1. Use, in a formulation for floor adhesives, of an aqueous dispersion containing from 20 to 70% by weight of at least one polymer P1 containing: from 50 to 99.5% by weight of at least one (meth)acrylic ester A; from 0.1 to 5% by weight of at least one carboxylic acid B; from 0 to 20% by weight of at least one unsaturated nitrile C; from 0 to 30% by weight of at least one vinyl monomer D; and from 0.5 to 5% by weight of at least one monomer carrying a ureido functional group E.

2. The use as claimed in claim 1, characterized in that P1 has a glass transition temperature below 0° C.

3. The use as claimed in claim 2, characterized in that P1 has a glass transition temperature between −30 and −15° C.

4. The use as claimed in one of the preceding claims, characterized in that A is chosen from the group containing methyl methacrylate, methyl acrylate, butyl acrylate and 2-ethylhexyl acrylate.

5. The use as claimed in one of the preceding claims, characterized in that B is chosen from the group containing acrylic acid, methacrylic acid and itaconic acid.

6. The use as claimed in one of the preceding claims, characterized in that C is chosen from acrylonitrile and its derivatives.

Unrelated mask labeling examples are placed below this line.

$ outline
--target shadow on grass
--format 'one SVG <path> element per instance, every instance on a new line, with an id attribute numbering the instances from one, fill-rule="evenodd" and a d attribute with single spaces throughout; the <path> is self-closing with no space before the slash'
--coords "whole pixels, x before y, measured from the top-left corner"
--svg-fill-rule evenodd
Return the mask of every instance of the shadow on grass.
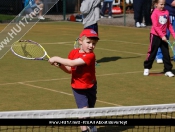
<path id="1" fill-rule="evenodd" d="M 131 59 L 131 58 L 138 58 L 140 56 L 136 57 L 120 57 L 120 56 L 112 56 L 112 57 L 103 57 L 99 60 L 97 60 L 97 63 L 105 63 L 105 62 L 110 62 L 110 61 L 117 61 L 119 59 Z"/>
<path id="2" fill-rule="evenodd" d="M 128 129 L 134 129 L 134 126 L 104 126 L 98 128 L 98 132 L 122 132 Z"/>

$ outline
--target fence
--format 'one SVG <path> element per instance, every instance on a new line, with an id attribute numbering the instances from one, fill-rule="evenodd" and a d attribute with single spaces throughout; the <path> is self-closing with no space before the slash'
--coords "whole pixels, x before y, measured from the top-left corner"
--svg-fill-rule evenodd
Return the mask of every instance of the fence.
<path id="1" fill-rule="evenodd" d="M 24 8 L 24 0 L 1 0 L 0 14 L 17 15 Z M 52 0 L 42 0 L 44 3 L 44 10 L 47 9 L 48 3 Z M 131 1 L 131 0 L 126 0 Z M 99 23 L 110 25 L 124 25 L 133 26 L 133 6 L 132 3 L 123 2 L 123 0 L 115 0 L 114 7 L 119 7 L 122 13 L 114 13 L 111 20 L 100 20 Z M 47 12 L 47 17 L 52 20 L 67 20 L 71 14 L 80 13 L 80 5 L 82 0 L 58 0 L 58 2 Z M 101 3 L 102 6 L 103 3 Z M 59 15 L 59 19 L 57 19 Z M 132 23 L 132 24 L 131 24 Z"/>

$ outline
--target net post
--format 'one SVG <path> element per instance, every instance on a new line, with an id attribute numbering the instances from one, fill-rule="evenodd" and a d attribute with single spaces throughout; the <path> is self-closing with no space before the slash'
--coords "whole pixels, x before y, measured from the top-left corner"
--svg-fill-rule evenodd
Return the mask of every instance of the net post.
<path id="1" fill-rule="evenodd" d="M 63 0 L 63 20 L 66 20 L 66 0 Z"/>

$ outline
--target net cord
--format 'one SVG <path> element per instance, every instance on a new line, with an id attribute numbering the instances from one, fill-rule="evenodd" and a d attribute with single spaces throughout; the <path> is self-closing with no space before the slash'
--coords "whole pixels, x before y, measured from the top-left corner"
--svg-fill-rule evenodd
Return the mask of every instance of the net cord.
<path id="1" fill-rule="evenodd" d="M 81 118 L 114 115 L 150 114 L 174 112 L 175 104 L 103 107 L 87 109 L 62 109 L 62 110 L 31 110 L 0 112 L 0 119 L 52 119 L 52 118 Z"/>

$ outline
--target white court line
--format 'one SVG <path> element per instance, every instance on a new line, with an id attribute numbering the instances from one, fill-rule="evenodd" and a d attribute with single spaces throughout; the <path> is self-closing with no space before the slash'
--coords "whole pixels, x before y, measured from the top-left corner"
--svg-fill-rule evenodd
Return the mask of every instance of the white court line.
<path id="1" fill-rule="evenodd" d="M 151 71 L 161 71 L 161 69 L 157 70 L 151 70 Z M 113 76 L 113 75 L 118 75 L 118 74 L 133 74 L 133 73 L 141 73 L 143 71 L 133 71 L 133 72 L 122 72 L 122 73 L 108 73 L 108 74 L 100 74 L 96 75 L 97 77 L 102 77 L 102 76 Z M 55 78 L 55 79 L 44 79 L 44 80 L 31 80 L 31 81 L 23 81 L 23 82 L 13 82 L 13 83 L 3 83 L 0 85 L 13 85 L 13 84 L 18 84 L 18 83 L 30 83 L 30 82 L 47 82 L 47 81 L 59 81 L 59 80 L 68 80 L 71 78 Z"/>
<path id="2" fill-rule="evenodd" d="M 146 54 L 141 54 L 141 53 L 119 51 L 119 50 L 112 50 L 112 49 L 106 49 L 106 48 L 95 48 L 95 49 L 101 49 L 101 50 L 107 50 L 107 51 L 116 51 L 116 52 L 129 53 L 129 54 L 135 54 L 135 55 L 146 55 Z"/>
<path id="3" fill-rule="evenodd" d="M 31 85 L 31 84 L 26 84 L 26 83 L 22 83 L 22 82 L 19 82 L 19 84 L 34 87 L 34 88 L 38 88 L 38 89 L 44 89 L 44 90 L 48 90 L 48 91 L 52 91 L 52 92 L 57 92 L 57 93 L 61 93 L 61 94 L 69 95 L 69 96 L 73 96 L 73 94 L 69 94 L 69 93 L 66 93 L 66 92 L 57 91 L 57 90 L 44 88 L 44 87 L 40 87 L 40 86 L 35 86 L 35 85 Z M 101 101 L 101 100 L 97 100 L 97 102 L 104 103 L 104 104 L 109 104 L 109 105 L 114 105 L 114 106 L 121 106 L 121 105 L 118 105 L 118 104 L 109 103 L 109 102 L 105 102 L 105 101 Z"/>
<path id="4" fill-rule="evenodd" d="M 102 40 L 102 41 L 113 41 L 113 42 L 129 43 L 129 44 L 135 44 L 135 45 L 146 45 L 146 46 L 149 45 L 149 43 L 148 44 L 143 44 L 143 43 L 133 43 L 133 42 L 128 42 L 128 41 L 108 40 L 108 39 Z"/>
<path id="5" fill-rule="evenodd" d="M 104 40 L 104 41 L 108 41 L 108 40 Z M 73 43 L 72 44 L 69 44 L 71 42 L 55 42 L 55 43 L 41 43 L 42 45 L 47 45 L 47 44 L 52 44 L 52 45 L 56 45 L 56 44 L 64 44 L 64 45 L 72 45 L 73 46 Z M 127 42 L 125 42 L 127 43 Z M 128 42 L 129 43 L 129 42 Z M 136 44 L 136 43 L 135 43 Z M 113 50 L 113 49 L 106 49 L 106 48 L 98 48 L 96 47 L 95 49 L 98 49 L 98 50 L 106 50 L 106 51 L 114 51 L 114 52 L 121 52 L 121 53 L 129 53 L 129 54 L 135 54 L 135 55 L 146 55 L 146 54 L 141 54 L 141 53 L 134 53 L 134 52 L 127 52 L 127 51 L 119 51 L 119 50 Z"/>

7. The use as claimed in one of the preceding claims, characterized in that D is chosen from the group containing vinyl acetate, vinyl laurate and vinyl versatates.

8. The use as claimed in one of the preceding claims, characterized in that E is chosen from monomers carrying a ureido functional group, such as ethylimidazolidone (meth)acrylate, ethylimidazolidone (meth)acrylamide and 1-(2-((2-hydroxy-3-(2-propenyloxy)propyl)amino)ethyl)-2-imidazolidone.

9. The use as claimed in one of the preceding claims, characterized in that P1 is obtained by the emulsion polymerization of a monomer mixture containing: from 50 to 99.5% by weight of at least one (meth)acrylic ester A; from 0.1 to 5% by weight of at least one carboxylic acid B; from 0 to 20% by weight of at least one unsaturated nitrile C; from 0 to 30% by weight of at least one vinyl monomer D; and from 0.5 to 5% by weight of at least one monomer carrying a ureido functional group E.